Although solid-state drives, which are based on flash memory technology tend to perform faster than hard-disks because, unlike the latter, they have no moving parts. And while the difference is most notable when reading in the case of SSDs, they don’t do as well when writing, especially when writing random sectors. Flash memory manufacturer Sandisk claims to have solved this problem with a new technology called ExtremeFFS which they’ve announced on Wednesday.

First, a primer: the concept of sectors is common to disks as well as solid-state drives. They are portions of a drive where a file or part thereof can be written. When a file is deleted, the sector is marked as free but data is usually not physically wiped due to speed concerns. A magnetic disk can overwrite such a sector with no problem, but due to the way flash memory technology works, in the case of an SSD the data present must be erased first, so in essence twice as many operations must be done.
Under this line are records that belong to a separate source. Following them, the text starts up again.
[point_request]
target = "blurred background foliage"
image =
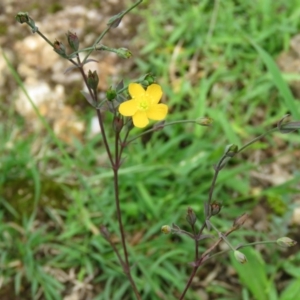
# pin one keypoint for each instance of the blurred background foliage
(52, 203)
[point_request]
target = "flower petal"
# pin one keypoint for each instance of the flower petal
(154, 91)
(135, 90)
(128, 108)
(157, 112)
(140, 119)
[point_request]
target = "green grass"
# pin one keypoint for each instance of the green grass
(215, 59)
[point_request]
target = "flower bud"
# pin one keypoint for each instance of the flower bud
(204, 121)
(239, 221)
(73, 40)
(191, 216)
(92, 80)
(111, 94)
(114, 21)
(215, 208)
(59, 48)
(118, 124)
(124, 53)
(240, 257)
(166, 229)
(231, 150)
(22, 17)
(286, 242)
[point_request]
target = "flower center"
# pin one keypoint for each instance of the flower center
(143, 104)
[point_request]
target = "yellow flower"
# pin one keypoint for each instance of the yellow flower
(144, 105)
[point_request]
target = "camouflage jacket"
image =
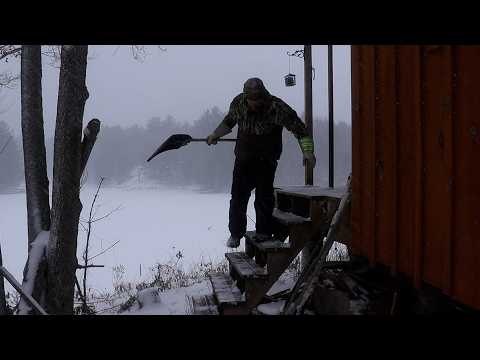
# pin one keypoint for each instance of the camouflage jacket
(260, 134)
(277, 115)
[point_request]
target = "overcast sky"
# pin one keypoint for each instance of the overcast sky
(184, 81)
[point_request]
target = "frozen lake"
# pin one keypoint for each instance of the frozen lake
(152, 225)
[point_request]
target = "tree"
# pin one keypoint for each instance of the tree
(49, 274)
(66, 205)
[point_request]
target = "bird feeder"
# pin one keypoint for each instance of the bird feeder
(290, 80)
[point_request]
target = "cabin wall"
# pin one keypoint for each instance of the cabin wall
(416, 163)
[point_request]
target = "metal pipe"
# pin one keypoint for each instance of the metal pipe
(330, 119)
(307, 57)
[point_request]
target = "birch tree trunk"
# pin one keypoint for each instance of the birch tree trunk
(66, 205)
(3, 303)
(36, 180)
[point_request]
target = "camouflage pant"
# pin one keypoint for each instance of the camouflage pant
(258, 174)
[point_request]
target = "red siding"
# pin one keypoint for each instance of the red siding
(416, 179)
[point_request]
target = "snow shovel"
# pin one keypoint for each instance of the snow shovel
(177, 141)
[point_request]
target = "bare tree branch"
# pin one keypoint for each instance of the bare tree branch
(9, 80)
(107, 215)
(104, 251)
(9, 50)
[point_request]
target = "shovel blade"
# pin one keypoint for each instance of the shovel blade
(172, 143)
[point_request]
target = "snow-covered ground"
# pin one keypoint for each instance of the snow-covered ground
(152, 225)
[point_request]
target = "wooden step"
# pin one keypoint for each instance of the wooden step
(244, 266)
(266, 246)
(287, 218)
(202, 305)
(224, 290)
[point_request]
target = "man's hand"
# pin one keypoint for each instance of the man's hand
(309, 157)
(212, 139)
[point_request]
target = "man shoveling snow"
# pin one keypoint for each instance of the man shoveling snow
(261, 118)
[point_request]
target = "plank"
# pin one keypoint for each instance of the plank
(224, 290)
(244, 266)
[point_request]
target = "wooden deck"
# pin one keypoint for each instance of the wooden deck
(312, 192)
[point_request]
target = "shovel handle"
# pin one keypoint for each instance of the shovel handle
(205, 140)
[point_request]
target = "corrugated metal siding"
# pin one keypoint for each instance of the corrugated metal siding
(416, 173)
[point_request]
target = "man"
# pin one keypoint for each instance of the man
(261, 118)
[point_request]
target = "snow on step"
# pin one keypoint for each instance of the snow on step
(224, 289)
(288, 218)
(244, 266)
(267, 246)
(202, 305)
(148, 297)
(309, 191)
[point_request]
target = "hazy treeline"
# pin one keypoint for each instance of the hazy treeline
(120, 155)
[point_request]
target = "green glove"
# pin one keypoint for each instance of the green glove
(306, 144)
(309, 158)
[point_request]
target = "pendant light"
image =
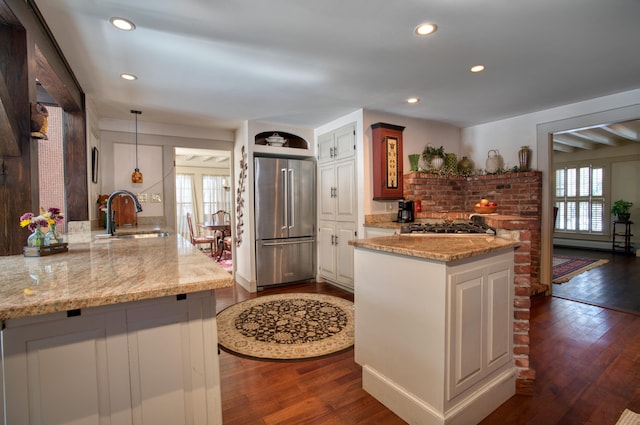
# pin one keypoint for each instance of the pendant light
(136, 177)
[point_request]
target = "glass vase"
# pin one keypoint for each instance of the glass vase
(36, 238)
(52, 237)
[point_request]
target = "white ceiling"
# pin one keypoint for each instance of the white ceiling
(306, 62)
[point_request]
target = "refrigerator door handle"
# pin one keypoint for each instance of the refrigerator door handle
(286, 243)
(285, 201)
(292, 200)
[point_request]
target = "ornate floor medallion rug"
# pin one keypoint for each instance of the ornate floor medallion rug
(629, 418)
(287, 326)
(564, 268)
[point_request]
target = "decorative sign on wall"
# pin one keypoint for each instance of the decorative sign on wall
(387, 161)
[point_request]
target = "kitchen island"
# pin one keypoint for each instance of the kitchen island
(115, 331)
(434, 324)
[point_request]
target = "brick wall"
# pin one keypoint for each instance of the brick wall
(519, 199)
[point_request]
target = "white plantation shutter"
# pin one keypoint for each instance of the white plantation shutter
(579, 197)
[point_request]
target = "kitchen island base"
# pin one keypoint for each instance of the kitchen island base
(435, 338)
(150, 362)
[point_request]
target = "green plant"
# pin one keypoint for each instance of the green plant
(430, 152)
(621, 207)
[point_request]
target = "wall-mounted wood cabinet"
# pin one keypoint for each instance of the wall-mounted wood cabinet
(387, 161)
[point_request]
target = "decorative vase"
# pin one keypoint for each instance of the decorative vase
(436, 163)
(36, 238)
(465, 166)
(52, 236)
(414, 160)
(450, 163)
(524, 158)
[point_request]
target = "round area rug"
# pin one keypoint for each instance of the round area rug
(287, 326)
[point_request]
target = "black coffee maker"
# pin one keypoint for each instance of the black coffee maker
(405, 211)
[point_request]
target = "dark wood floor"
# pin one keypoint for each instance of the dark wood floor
(587, 361)
(615, 285)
This gets worse in the case of random writing, because unlike contiguous sectors which are erased once then written over, here you have to perform the erasing operation on many small fragments, and each individual write must be preceded by an individual erase.
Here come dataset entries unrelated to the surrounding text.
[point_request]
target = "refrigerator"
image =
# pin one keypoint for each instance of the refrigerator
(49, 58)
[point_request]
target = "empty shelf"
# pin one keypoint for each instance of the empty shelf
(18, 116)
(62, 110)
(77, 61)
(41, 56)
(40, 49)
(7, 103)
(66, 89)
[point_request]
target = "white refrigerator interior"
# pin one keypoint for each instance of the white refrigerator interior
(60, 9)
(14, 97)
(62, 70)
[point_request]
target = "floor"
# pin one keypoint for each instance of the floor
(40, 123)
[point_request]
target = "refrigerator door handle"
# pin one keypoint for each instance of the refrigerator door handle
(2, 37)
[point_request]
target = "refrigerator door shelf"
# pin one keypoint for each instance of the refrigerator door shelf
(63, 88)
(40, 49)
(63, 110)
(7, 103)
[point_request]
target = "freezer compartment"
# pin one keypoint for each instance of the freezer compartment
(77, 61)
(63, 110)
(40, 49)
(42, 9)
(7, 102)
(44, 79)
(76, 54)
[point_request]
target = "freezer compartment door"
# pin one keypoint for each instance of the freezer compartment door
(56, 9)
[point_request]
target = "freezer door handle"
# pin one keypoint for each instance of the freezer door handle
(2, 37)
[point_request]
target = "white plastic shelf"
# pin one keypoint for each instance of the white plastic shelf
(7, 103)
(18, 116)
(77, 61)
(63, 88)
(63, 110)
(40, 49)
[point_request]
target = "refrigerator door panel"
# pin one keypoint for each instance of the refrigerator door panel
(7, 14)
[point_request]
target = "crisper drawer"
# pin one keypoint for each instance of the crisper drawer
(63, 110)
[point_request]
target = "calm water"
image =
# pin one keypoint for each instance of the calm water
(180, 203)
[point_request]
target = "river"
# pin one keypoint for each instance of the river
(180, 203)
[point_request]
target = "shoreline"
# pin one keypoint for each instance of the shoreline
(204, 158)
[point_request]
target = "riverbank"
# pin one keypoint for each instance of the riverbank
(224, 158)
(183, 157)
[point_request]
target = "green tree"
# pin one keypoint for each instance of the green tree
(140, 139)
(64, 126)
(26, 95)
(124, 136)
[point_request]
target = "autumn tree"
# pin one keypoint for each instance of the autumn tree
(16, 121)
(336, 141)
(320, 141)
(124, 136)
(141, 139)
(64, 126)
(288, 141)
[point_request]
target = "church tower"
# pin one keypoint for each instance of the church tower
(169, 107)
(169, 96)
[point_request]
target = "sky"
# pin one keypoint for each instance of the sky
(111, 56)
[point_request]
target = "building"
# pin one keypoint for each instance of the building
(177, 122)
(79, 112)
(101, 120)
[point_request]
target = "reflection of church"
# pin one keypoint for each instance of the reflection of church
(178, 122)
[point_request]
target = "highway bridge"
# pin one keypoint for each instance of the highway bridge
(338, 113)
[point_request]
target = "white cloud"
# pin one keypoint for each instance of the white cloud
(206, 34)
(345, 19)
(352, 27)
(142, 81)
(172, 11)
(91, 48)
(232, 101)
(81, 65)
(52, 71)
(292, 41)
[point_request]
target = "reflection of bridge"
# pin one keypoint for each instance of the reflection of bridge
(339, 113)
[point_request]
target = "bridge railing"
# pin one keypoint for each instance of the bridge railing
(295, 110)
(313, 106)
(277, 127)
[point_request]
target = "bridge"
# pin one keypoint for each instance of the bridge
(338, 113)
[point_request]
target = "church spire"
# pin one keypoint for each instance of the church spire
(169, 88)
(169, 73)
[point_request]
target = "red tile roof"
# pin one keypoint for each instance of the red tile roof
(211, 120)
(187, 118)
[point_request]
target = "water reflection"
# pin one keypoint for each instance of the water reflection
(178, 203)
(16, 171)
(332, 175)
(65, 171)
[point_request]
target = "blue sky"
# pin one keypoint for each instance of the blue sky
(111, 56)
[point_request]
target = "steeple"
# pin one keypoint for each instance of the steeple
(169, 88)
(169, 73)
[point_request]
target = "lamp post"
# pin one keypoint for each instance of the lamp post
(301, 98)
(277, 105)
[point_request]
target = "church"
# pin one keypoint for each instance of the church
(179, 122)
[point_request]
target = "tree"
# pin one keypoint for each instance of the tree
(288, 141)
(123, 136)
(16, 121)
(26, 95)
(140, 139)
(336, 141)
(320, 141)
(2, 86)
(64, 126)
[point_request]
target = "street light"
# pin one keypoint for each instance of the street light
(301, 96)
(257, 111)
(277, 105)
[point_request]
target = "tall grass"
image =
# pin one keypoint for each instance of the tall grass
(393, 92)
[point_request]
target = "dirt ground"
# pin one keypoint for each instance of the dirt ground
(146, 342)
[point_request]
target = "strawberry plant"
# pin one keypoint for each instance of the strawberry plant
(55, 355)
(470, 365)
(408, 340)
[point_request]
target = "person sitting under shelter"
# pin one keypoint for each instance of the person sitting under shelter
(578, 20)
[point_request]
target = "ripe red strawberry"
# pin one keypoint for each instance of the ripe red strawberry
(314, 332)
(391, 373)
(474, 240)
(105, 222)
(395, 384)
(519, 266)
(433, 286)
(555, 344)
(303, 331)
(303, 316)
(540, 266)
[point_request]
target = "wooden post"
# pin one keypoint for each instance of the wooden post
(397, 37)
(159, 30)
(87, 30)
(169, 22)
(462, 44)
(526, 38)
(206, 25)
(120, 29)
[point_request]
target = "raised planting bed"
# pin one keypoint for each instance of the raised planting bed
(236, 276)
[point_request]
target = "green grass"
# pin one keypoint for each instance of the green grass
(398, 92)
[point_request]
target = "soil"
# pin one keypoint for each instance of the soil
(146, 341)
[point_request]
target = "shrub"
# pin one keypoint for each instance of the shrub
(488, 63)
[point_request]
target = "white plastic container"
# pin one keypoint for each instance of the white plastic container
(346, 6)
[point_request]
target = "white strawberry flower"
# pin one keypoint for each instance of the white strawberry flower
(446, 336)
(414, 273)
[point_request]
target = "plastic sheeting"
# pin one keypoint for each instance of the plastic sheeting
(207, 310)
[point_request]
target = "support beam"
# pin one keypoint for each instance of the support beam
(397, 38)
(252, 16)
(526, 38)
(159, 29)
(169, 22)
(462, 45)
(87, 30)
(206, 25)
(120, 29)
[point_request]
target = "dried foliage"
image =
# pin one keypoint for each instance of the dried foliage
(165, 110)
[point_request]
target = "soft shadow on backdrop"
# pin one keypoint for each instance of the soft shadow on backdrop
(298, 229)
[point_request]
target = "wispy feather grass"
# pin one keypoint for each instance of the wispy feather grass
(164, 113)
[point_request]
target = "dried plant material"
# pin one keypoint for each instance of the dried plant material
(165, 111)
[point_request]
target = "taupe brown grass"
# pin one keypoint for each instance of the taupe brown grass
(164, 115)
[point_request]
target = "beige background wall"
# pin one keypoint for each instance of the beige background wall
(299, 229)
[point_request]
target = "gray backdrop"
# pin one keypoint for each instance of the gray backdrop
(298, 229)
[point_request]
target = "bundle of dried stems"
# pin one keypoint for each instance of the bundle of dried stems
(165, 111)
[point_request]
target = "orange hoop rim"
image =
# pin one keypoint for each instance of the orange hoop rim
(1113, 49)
There’s also the issue of the amount software needed to manage the physical end of things. Most operating systems and filesystem drivers only know how work with disk-based storage media, one that can be addressed with cylinders and sectors. By contrast Flash is arranged in the grid structure typical of RAM. This means there has to be a solution to map the OS’s model of filesystem locations to the actual hardware model present in the flash memory.
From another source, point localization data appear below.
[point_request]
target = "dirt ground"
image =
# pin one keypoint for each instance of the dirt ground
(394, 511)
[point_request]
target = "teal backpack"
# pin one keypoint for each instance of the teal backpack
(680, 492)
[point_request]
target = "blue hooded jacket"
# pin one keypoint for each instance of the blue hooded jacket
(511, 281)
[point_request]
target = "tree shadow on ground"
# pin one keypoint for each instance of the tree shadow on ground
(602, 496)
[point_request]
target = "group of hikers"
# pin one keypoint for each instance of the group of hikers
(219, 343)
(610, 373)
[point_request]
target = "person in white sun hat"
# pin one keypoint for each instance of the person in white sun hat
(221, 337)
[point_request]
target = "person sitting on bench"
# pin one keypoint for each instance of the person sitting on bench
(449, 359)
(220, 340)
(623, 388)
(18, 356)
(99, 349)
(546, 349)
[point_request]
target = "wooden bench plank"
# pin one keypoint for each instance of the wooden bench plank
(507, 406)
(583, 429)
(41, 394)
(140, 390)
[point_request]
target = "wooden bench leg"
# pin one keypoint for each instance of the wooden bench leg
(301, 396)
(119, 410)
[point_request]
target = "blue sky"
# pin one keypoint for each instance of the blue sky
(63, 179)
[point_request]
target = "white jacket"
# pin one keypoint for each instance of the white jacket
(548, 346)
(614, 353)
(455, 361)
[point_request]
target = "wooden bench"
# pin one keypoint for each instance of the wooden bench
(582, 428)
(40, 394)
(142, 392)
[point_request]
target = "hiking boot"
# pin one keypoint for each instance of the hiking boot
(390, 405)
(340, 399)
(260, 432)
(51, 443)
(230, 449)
SanDisk’s technology works around these problems with a number of clever solutions.

First off, ExtremeFFS’ OS-to-physical mapping is not static. The software and controller dynamically map the flash drives in such a way that related file blocks are put together for the maximum streaming read performance. Random erases and writes are distributed according to certain reliability and performance criteria. Random writes for instance can be cached and then actually written to the disk at the best location and time thus reducing the number of erases per write.

ExtremeFFS can also do “housekeeping” and garbage collection operations on the drive. It marks bad blocks and actually erases blocks marked as empty, and does so during other, regular reads and writes.

Perhaps the most interesting feature is the software’s ability to learn the user’s data access patterns in order to arrange data for maximum efficiency.

The hardware company also revealed two new metrics during the ExtremeFFS announcement that allow users to benchmark and evaluate solid-state drives.

The first, Virtual Revolutions per Minute (vRPM) makes a rather artificial performance between SSD and HDD speeds by calculating how fast an HDD would have to spin to get the performance of the measured SSD. The second, Long-term Data Endurance (LDE) measures how much data can be written on the SSD before it’s worn out.

Both these tools seem to have the express purpose of showing off how cool and reliable SSDs are, and do not offer very useful information, but hey, who doesn’t want more toys. Nevertheless, when the benchmark division is not doing Marketing’s job, SanDisk are off to developing technology which could in the long run revolutionize storage media.